Online Parent Support, LLC has created a visual model designed to try to eliminate explosive behavior. This model uses a positive approach to behavior that takes away the ability to self-blame or blame others that can complicate those behaviors. The children who are taught using this model begin to learn to stop their behaviors, identify the triggers, and change the direction of the behavior into something more acceptable than a rage.

Using a model such as this can be very effective in helping children with Asperger’s first identify the situation and their feelings and then to help them learn new and acceptable ways of handling the situation. This system of identification and modification has been shown to be an effective way to bring about lasting change.

During this process, try to understand that your child with Asperger’s has a very difficult time understanding the world. He doesn’t understand why he can’t have a banana today when he had one yesterday. As he gets older, he will gain a bit more understanding of these types of situations and he will begin to learn to apply experiences from one circumstance to another. But these are skills he will have to learn.
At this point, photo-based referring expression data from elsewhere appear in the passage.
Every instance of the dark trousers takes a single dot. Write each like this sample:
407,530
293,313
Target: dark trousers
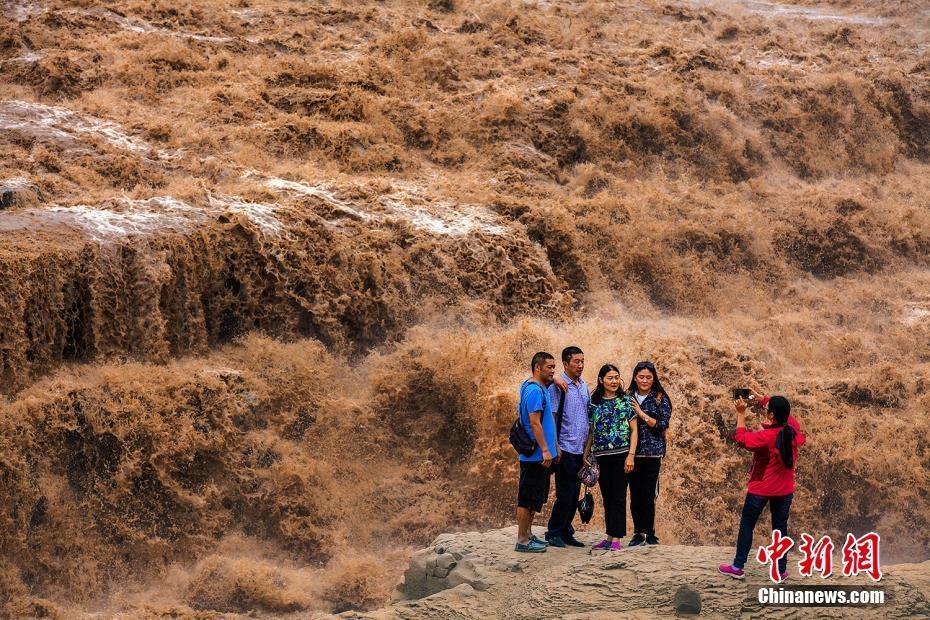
567,486
752,509
612,482
644,489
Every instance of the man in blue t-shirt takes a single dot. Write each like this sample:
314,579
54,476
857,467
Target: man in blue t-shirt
536,417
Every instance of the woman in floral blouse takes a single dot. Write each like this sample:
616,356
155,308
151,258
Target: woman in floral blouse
612,439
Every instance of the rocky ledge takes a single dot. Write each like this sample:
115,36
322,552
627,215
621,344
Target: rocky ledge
479,575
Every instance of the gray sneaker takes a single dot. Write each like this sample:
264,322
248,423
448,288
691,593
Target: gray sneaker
537,539
530,547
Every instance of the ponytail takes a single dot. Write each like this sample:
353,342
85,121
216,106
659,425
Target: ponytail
784,443
780,409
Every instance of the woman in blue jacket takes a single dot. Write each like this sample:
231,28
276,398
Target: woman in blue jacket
653,410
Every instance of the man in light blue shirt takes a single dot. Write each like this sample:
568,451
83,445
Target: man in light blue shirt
572,429
535,470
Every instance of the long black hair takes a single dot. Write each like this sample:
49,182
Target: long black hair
780,409
656,384
598,394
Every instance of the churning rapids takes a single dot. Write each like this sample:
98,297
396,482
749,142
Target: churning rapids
270,275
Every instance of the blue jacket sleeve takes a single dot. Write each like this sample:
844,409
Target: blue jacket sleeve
664,414
534,402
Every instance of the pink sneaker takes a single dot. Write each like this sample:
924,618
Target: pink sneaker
731,571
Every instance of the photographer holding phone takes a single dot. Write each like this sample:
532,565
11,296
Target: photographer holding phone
771,481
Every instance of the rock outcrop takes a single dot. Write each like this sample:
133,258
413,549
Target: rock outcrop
479,575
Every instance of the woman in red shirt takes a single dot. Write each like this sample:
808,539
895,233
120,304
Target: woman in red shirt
774,454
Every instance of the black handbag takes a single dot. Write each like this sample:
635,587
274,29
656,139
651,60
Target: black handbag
520,439
586,506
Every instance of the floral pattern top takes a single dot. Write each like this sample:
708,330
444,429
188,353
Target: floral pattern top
611,419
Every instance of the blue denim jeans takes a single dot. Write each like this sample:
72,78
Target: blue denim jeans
752,509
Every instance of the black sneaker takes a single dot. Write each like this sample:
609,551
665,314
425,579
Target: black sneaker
571,541
637,540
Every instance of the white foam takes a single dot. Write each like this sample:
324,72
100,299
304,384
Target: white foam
64,125
917,312
136,24
262,215
796,11
317,191
17,183
21,11
443,218
408,203
149,216
28,57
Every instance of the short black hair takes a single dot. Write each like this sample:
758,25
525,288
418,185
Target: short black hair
540,358
568,352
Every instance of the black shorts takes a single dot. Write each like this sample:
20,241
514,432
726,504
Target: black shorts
534,485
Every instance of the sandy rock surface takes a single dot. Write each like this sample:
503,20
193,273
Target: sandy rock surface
479,575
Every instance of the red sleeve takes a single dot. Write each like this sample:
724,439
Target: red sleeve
751,440
799,439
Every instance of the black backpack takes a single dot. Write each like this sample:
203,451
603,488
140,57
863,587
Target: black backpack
522,441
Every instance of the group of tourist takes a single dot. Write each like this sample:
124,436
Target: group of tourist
616,435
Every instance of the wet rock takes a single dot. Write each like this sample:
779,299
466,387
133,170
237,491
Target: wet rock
687,601
431,572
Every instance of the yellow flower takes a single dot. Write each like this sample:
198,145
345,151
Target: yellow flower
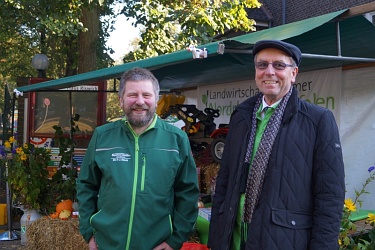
371,218
7,144
11,139
349,204
23,157
19,150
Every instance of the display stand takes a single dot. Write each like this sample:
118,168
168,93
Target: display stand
10,234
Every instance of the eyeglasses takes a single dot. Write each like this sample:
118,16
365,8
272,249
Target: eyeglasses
275,65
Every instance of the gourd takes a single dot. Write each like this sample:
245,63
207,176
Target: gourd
64,205
54,215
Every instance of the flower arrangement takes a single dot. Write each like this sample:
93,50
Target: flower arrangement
350,236
27,173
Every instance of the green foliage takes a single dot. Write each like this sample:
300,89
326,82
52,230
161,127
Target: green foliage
28,175
174,25
350,236
28,27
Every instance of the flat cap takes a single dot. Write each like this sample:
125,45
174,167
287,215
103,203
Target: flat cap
288,48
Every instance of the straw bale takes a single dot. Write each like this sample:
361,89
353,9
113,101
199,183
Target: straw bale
46,234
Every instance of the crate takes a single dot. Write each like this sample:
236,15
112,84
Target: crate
3,214
193,246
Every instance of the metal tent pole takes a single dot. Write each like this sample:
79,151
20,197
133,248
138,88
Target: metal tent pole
10,234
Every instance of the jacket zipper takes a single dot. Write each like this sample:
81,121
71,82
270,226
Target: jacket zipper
143,172
136,158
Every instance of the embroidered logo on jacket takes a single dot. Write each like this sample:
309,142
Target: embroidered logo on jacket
120,157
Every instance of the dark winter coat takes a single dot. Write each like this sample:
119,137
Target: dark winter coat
303,192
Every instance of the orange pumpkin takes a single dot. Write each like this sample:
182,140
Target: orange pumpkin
54,215
64,205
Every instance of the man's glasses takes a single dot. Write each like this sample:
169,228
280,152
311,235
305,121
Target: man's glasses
275,65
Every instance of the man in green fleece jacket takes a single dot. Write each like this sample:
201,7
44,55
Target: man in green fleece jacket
137,188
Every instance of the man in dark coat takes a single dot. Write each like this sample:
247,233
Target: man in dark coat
281,180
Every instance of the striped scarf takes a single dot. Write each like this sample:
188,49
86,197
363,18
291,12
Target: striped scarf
258,168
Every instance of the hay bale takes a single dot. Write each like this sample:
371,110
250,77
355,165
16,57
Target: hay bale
46,234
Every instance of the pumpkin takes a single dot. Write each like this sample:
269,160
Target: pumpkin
65,214
54,215
64,205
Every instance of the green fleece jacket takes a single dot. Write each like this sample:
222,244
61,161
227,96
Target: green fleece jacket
134,192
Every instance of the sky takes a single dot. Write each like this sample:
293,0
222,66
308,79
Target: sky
121,37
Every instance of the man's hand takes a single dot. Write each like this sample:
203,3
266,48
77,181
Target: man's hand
162,246
92,244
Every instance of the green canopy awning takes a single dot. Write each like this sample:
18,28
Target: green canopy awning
316,37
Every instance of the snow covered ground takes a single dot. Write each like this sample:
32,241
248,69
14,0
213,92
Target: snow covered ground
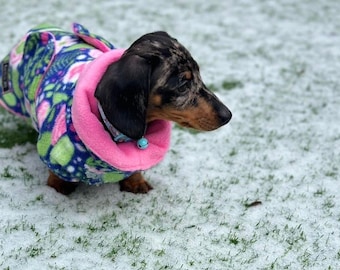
276,64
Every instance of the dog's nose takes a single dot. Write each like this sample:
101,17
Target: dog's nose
224,115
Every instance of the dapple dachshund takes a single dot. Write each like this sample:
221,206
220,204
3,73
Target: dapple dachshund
103,114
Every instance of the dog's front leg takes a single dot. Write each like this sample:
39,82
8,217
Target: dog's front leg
135,184
60,185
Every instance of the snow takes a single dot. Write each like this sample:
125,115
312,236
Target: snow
280,148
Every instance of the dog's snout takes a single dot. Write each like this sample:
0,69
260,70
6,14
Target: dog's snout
224,114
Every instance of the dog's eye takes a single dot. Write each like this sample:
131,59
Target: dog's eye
182,83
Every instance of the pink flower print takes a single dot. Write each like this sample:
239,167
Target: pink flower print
42,112
44,38
72,74
95,53
17,53
59,127
65,41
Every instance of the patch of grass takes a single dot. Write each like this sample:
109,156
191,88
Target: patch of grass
230,85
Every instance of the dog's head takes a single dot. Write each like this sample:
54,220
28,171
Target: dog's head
157,78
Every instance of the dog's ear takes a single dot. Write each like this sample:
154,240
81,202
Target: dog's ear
123,93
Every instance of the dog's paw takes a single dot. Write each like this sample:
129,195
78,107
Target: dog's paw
60,185
135,184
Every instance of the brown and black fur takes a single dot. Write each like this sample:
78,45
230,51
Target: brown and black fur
156,78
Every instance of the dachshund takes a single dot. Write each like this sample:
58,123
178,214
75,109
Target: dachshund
155,79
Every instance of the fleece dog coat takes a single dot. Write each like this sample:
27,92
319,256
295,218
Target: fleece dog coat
50,76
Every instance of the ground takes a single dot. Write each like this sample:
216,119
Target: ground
276,64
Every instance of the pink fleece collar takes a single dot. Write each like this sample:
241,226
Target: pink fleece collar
85,115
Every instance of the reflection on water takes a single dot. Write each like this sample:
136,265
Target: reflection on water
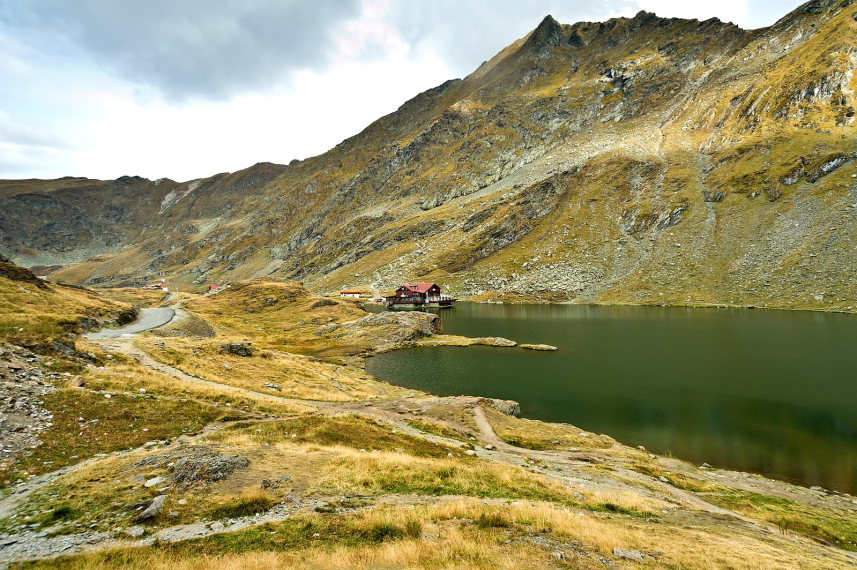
766,391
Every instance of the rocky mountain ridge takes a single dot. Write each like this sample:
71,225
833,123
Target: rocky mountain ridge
642,160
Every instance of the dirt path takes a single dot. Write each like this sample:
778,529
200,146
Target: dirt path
555,464
126,347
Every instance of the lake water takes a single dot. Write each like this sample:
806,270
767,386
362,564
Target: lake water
771,392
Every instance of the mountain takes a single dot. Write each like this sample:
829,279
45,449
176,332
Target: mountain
637,160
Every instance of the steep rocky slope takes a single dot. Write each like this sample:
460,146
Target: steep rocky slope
635,160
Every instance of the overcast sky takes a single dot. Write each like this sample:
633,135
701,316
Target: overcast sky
188,88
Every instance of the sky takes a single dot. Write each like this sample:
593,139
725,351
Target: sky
184,89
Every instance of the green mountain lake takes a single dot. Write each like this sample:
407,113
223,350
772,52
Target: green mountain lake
772,392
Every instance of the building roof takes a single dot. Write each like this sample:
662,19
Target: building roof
421,287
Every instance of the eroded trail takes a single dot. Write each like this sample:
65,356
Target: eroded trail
567,468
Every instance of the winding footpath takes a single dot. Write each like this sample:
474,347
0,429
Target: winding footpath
558,465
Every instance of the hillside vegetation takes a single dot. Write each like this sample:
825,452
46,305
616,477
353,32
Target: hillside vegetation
251,436
641,160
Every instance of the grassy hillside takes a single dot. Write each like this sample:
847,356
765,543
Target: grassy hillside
640,160
264,455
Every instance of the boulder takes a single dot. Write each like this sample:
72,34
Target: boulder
508,407
153,481
155,508
496,341
242,348
625,554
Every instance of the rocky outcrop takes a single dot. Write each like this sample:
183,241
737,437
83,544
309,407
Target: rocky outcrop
633,160
23,386
243,348
191,465
385,331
Try to be patient with your son and try to be firm and consistent with your responses to his behaviors. If you react calmly to his actions and rages, this will help to temper his reactions. Be sure that you talk with him when he is calm about acceptable ways to behave and alternative behaviors to situations he has found himself in. The more you can talk to him about his behavior and his choices, the better chance he has of beginning to make the correct choices more often.